複業でやりたい部署に移るチャンスが得られる

 ブログを続けて数カ月経つ頃には、「営業部門にいる入社3年目の西村っていうヤツがブログをやっていて、結構面白いらしい」と社内でも知られるように。

 そんなある日、新規事業開発部門の担当役員とランチに行く機会を頂きました。役員としても情報収集のつもりだったのだと思いますが、話の終盤、ついに僕が待っていた問いが降ってきたのです。

「創ちゃんさ、これからどんなことをやってみたいの?」
 僕は、すかさず答えました。
「新規事業開発をぜひやりたいです。例えばこんなアイデアを考えています」

 僕の意見を面白そうに聞いてくれた役員は、僕のことを覚えてくれていて、その後新規事業開発に特化した部署をつくる際、僕を社内ヘッドハンティングしてくれたのです。

 念願かなって入社4年目の4月、複業を始めてから11カ月後に、僕は新規事業開発部門へと異動することができました。

 絶対に飛び移れないと思っていたハシゴへ、……飛び移れた!

 そのことに誰よりも僕が驚いていました。

 気づけば、「営業部門で3年鍛えてもらった後に事業開発部門に異動したい」という当初の願い通りのキャリアコースに進んでいたのですから。

 交わることのないハシゴとハシゴをつなぐブリッジになってくれたもの。それがまさにブログという社外活動=〝複業〟だったのです。

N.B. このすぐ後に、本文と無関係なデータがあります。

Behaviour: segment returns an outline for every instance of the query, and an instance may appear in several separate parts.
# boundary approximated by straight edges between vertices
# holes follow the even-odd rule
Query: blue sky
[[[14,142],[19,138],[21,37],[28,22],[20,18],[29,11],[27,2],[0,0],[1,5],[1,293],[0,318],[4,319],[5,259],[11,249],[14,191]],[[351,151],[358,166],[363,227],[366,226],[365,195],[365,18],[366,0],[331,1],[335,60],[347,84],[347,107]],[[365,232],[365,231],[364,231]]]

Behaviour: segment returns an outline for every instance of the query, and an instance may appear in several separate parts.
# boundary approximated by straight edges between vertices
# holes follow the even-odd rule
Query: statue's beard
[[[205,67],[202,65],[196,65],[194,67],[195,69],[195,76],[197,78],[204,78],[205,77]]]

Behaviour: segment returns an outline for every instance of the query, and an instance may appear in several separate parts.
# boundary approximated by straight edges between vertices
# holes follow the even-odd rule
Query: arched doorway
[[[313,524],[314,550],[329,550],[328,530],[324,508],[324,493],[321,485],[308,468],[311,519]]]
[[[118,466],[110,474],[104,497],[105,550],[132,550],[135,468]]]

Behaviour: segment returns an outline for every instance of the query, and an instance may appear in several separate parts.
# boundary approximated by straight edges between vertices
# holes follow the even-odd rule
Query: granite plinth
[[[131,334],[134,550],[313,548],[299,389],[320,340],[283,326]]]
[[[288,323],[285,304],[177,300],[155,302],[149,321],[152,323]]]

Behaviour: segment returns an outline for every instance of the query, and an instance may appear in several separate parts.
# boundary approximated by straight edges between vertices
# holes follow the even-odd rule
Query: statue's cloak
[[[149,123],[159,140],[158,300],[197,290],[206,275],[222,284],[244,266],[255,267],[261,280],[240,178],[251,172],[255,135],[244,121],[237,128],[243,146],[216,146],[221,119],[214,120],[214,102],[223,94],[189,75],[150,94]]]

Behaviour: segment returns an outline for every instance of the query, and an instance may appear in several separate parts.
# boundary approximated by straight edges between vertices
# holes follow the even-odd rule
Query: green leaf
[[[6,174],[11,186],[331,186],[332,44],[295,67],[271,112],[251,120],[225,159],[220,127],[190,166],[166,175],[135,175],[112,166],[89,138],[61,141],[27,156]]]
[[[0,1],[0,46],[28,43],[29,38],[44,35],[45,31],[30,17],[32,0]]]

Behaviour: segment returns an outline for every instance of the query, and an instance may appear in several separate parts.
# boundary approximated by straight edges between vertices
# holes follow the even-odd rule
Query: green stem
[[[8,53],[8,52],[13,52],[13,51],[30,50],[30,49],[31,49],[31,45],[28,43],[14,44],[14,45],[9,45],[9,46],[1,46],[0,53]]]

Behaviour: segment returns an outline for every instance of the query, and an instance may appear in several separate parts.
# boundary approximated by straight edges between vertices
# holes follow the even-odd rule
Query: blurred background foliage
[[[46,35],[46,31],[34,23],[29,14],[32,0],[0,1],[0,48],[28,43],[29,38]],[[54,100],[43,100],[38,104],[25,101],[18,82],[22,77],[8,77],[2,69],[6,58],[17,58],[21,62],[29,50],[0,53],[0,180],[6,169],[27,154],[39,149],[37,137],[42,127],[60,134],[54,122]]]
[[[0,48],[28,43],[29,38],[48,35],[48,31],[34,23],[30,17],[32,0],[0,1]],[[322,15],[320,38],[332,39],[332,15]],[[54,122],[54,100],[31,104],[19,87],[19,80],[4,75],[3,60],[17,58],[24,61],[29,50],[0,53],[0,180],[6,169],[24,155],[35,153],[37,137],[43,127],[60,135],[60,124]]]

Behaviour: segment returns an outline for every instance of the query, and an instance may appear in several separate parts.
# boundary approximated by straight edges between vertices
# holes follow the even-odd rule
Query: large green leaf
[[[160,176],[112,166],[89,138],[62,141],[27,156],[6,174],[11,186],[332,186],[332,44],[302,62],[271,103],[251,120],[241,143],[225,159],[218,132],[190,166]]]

 僕が複業の素晴らしさを全身全霊で訴え続ける背景には、複業によって僕自身のキャリアが大きく方向転換されたという体験があるのです。

複業のコツ5:半径5メートルのニーズを聞く

 このように話すと、僕の体験は、たまたまうまくいった成功談のように聞こえるかもしれません。

 でも、最初の最初まで遡れば、僕がやったことは「誰にでもできるけれど、誰もやっていないこと」でした。

 そして、そのアクションの範囲も社内の自分が所属する部署の中で始めるという、非常に狭い世界でのスタートです。

 実は、これこそが〝複業こと始めの極意〟。複業を始めるコツを聞かれたら、僕はとにかく「半径5メートル以内のニーズを聞け」と伝えています。

 その円を描く場所は、本業の社内であるのがベターです。

 なぜなら「同僚」という立場はほどよい距離感で、的確なフィードバックをくれます。お互いに仕事で成果を出したい関係性なので、本当にいいものは「役立ったよ」と評価しますが、足りない点については「もっとこうしたほうがいい」とアドバイスをくれます。

 社内で評価された後に、「それは社外でやっても喜ばれるんじゃないの?」と言われるようになったら、チャレンジの幅を広げるときです。

 つまり、とても着実なステップで、複業の準備ができるのが〝社内複業〟のメリットです。

目の前の仕事を工夫することが、複業につながることもある

 この「半径5メートル理論」について深く頷いてくださったのは、〝プレゼンの神〟として知られる日本マイクロソフト業務執行役員の澤円さんです。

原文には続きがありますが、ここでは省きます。